To see the FE sector represented so strongly on the education and skills group that also included Dawn Ward OBE [Burton and South Derbyshire College], Stella Mbubaegbu CBE [Highbury College, Portsmouth], Norman Cave [Bournville College] and Paul Little [City of Glasgow College], along with the Association of Colleges’ international director John Mountford, confirmed the importance in which it is regarded by the government.
Moreover, I was delighted there was such a strong focus on skills during this first high-level visit to India since Prime Minister Narendra Modi was elected in May.
With Deputy Prime Minister Nick Clegg emphasising time and again the role UK FE colleges can play in supporting India’s ambitions to train 500 million people by 2022, I felt we had somebody truly championing the work we do, on the international stage.
Our meetings with ministers and senior Indian government officials, and discussions with business leaders during the three-day visit to New Delhi, Mumbai and Bangalore gave valuable opportunities to continue the work started on Prime Minister David Cameron’s delegation in 2013, of which I was also a part.

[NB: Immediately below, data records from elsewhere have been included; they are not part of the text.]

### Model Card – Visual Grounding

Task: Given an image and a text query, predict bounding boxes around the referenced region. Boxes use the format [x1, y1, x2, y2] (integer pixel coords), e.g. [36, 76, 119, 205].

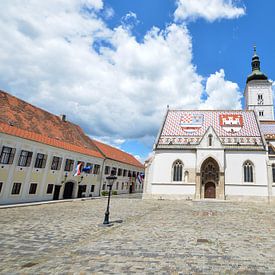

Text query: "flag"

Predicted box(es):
[74, 162, 83, 177]
[137, 173, 144, 183]
[82, 165, 93, 173]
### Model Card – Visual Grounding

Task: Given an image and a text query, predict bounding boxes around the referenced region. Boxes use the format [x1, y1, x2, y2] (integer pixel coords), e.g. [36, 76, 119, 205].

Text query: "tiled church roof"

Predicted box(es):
[157, 110, 263, 149]
[260, 120, 275, 139]
[0, 90, 143, 167]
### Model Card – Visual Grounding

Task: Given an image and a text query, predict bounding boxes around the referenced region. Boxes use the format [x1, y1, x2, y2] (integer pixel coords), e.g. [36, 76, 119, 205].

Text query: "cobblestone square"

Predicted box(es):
[0, 196, 275, 274]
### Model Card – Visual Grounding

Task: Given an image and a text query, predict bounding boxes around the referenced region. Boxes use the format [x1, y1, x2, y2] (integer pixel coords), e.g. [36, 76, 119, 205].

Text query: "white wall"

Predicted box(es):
[245, 80, 274, 120]
[151, 150, 196, 183]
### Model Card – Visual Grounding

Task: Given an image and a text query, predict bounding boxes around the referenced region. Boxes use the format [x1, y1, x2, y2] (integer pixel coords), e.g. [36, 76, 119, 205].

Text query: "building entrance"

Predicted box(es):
[201, 157, 220, 199]
[63, 181, 74, 199]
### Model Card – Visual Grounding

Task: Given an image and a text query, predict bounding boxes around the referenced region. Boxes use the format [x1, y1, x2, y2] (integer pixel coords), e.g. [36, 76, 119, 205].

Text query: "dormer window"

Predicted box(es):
[208, 134, 213, 147]
[258, 94, 264, 105]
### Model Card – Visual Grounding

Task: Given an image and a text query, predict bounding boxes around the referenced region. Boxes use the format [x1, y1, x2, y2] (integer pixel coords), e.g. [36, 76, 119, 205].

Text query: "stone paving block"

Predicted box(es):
[0, 197, 275, 274]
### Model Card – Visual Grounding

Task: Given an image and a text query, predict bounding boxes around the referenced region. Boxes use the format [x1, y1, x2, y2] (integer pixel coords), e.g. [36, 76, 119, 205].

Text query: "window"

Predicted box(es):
[0, 146, 15, 164]
[47, 184, 53, 194]
[117, 168, 122, 176]
[11, 182, 21, 195]
[18, 150, 32, 167]
[184, 171, 189, 182]
[208, 134, 213, 147]
[51, 156, 62, 170]
[29, 183, 37, 194]
[34, 153, 47, 168]
[64, 159, 74, 172]
[111, 167, 117, 176]
[104, 166, 110, 175]
[258, 94, 264, 105]
[243, 161, 253, 182]
[94, 164, 100, 175]
[82, 162, 93, 174]
[173, 160, 183, 181]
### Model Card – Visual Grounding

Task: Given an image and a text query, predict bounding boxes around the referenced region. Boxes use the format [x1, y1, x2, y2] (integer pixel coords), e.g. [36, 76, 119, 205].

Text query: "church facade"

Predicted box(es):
[143, 50, 275, 201]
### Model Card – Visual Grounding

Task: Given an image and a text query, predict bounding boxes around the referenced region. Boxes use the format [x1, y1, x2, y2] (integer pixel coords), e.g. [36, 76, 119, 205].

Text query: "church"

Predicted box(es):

So, why is India such an important market?
As one of the world’s fastest-growing economies, a large portion of the global workforce is sitting in India. Indeed, many of its citizens come to work in the UK. Why not play a part in ensuring they’re even better-skilled when they arrive here?
That doesn’t mean prioritising Indians over our own students. But let’s be clear. Many of our industries already employ large numbers of Indians; therefore our country directly benefits from having a highly-skilled, well-trained workforce.

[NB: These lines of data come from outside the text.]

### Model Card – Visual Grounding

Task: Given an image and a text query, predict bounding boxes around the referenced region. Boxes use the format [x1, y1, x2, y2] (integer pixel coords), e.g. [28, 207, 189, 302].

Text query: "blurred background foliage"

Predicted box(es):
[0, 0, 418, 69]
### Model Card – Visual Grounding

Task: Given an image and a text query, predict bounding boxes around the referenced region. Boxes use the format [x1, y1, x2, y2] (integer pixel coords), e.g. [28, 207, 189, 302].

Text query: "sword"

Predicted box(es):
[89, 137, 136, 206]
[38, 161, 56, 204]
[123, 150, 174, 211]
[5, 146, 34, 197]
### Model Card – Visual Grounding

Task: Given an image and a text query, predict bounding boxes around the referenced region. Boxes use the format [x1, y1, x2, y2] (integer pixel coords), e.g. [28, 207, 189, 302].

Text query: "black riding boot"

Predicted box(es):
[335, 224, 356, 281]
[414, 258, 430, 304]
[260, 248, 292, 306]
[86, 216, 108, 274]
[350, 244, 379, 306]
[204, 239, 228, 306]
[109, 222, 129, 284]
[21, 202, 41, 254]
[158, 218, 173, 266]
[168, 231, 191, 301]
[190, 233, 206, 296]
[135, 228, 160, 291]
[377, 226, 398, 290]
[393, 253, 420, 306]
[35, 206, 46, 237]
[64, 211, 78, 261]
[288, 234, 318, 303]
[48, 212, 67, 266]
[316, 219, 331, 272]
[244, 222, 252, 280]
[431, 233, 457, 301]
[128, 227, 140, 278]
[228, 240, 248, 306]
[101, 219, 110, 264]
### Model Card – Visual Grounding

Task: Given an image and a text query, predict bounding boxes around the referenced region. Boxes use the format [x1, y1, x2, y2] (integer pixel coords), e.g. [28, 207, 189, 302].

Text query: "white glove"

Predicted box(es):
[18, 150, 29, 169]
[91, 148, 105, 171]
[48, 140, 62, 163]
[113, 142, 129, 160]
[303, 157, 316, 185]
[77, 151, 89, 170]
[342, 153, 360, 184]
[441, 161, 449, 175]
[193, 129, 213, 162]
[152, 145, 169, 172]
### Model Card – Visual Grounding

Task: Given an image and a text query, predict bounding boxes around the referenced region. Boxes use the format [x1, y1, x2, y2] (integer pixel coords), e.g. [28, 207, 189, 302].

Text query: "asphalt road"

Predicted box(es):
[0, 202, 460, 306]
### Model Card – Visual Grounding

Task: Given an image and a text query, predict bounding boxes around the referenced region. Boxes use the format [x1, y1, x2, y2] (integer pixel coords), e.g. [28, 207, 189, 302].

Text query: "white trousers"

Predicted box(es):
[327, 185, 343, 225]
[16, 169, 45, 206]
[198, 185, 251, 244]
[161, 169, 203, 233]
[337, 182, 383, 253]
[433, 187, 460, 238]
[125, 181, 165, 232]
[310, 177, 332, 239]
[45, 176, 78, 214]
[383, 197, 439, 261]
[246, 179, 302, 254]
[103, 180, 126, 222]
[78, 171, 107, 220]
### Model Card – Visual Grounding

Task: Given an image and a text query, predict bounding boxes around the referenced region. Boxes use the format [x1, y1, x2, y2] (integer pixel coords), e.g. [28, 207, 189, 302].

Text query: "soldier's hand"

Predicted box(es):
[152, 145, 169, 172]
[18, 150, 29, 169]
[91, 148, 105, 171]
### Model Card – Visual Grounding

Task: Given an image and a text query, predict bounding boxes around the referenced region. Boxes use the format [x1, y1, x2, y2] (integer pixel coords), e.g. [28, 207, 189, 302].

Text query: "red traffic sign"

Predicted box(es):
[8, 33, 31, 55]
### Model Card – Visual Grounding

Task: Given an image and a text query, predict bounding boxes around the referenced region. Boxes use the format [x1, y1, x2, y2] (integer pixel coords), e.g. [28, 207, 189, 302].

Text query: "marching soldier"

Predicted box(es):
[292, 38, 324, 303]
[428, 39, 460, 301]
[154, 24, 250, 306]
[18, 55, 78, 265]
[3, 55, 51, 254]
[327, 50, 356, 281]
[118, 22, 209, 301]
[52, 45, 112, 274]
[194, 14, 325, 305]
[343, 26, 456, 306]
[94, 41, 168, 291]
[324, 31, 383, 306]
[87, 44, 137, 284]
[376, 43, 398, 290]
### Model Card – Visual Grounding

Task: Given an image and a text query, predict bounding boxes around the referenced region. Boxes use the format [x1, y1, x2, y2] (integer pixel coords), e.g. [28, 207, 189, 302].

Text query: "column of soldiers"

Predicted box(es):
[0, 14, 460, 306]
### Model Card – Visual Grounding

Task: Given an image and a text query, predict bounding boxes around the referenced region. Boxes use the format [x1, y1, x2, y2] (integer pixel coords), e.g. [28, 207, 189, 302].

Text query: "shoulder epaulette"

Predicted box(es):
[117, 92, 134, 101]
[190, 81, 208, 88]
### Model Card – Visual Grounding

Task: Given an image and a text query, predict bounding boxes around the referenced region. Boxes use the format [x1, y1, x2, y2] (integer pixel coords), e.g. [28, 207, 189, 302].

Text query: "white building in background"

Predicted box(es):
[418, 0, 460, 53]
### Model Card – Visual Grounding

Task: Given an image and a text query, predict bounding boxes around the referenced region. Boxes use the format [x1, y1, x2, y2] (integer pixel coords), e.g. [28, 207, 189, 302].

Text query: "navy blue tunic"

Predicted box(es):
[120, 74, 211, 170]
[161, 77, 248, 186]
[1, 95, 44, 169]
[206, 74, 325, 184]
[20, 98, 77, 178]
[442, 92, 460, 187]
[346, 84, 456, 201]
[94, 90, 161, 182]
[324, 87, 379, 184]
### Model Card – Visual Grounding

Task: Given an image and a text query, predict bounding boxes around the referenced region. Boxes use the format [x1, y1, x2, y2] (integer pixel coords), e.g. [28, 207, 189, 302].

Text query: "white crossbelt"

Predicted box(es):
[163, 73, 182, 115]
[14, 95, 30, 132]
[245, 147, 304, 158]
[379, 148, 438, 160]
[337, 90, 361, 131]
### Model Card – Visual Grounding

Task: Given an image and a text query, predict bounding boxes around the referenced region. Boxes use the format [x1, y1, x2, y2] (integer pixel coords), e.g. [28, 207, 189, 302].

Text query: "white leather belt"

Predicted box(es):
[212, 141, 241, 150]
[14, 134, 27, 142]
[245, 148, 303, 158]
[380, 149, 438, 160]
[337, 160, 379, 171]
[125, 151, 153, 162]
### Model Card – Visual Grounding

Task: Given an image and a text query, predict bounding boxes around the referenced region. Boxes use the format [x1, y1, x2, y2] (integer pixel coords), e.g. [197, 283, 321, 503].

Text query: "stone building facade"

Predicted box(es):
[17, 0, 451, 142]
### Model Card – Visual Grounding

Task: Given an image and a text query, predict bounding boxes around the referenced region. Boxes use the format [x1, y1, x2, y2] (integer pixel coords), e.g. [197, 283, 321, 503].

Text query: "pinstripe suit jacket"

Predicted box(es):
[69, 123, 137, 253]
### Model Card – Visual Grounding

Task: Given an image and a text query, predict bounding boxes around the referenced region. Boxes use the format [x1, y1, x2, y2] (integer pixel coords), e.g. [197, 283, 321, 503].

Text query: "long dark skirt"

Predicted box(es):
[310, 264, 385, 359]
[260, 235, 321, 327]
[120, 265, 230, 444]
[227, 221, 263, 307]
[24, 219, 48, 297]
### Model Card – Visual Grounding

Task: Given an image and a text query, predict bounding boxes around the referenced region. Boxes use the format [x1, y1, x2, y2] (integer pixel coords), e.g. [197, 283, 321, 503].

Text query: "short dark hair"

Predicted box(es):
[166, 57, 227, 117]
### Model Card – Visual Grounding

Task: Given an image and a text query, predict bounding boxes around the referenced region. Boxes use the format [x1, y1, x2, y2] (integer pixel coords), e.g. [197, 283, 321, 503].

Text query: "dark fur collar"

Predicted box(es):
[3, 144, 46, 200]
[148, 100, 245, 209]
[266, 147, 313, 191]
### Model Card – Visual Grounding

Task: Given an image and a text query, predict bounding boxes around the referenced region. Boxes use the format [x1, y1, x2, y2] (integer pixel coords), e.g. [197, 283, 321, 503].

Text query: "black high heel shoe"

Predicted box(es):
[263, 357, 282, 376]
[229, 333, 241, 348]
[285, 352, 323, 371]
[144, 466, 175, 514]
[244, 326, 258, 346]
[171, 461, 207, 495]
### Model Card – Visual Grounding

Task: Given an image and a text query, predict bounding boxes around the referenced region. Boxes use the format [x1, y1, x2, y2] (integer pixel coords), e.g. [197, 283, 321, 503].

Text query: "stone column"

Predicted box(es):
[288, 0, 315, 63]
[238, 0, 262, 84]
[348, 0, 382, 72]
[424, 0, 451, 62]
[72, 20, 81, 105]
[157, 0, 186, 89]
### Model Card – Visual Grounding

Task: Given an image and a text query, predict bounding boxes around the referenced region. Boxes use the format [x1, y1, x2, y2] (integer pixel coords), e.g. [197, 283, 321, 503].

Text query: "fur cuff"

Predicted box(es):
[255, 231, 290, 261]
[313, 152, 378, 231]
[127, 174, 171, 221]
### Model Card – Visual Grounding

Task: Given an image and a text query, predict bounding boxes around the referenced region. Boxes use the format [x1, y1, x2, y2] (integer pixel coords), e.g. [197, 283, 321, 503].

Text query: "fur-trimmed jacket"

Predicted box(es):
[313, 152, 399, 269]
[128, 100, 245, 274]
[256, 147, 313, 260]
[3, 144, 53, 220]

Similarly, many British companies now have a sizable presence in India. This is mirrored by our own FE sector — albeit on a much smaller scale — with several colleges already operating there.
Indeed, my own college is working with the Cordia Group of Educational Institutes to develop the vocational curriculum for its planned new construction college in Sanghol.
Meanwhile, our subsidiary company bksb’s recent expansion into India will help thousands of citizens develop their English using its functional skills on-line learning solutions.
This demonstrates the opportunities that India’s growing skills agenda presents.
And in forming its first-ever Skills Ministry, the Indian government has stated its intentions very clearly.
Yet the UK faces huge competition from countries such the USA, Australia, Germany and Switzerland.
Why not play a part in ensuring Indian workers are even better-skilled when they arrive here? That doesn’t mean prioritising Indians over our own students
Individually, our colleges can only do so much. Yes, the consortium approach of AoC India has given us a credible voice and a seat at the table. It has also been successful in attracting £400,000 of funding through the UK-India Education and Research Initiative (UKIER) to enable member colleges to forge partnerships with Indian community colleges.
But now is the time to take things to the next level.
That is why I have written to Nick Clegg setting out a six-point plan to make a quick and visible impact in India.
My proposals include the formation of a Skills Task Force made up of ministers, government advisers, skills agencies, UK Trade and Investment, UK India Business Council and FE colleges to create a large-scale skills development project plan.
Initially working with a small number of large employers, we would consider their skills needs, develop a framework and, ultimately, train their workforce. By pooling our resources and talent, we can create and deliver a strong and successful skills landscape.
Re-creating the UK’s world-class education and skills system in India would reap rewards for both nations.
However, we need to move quickly if
we are to be a part of this once-in-a-lifetime opportunity.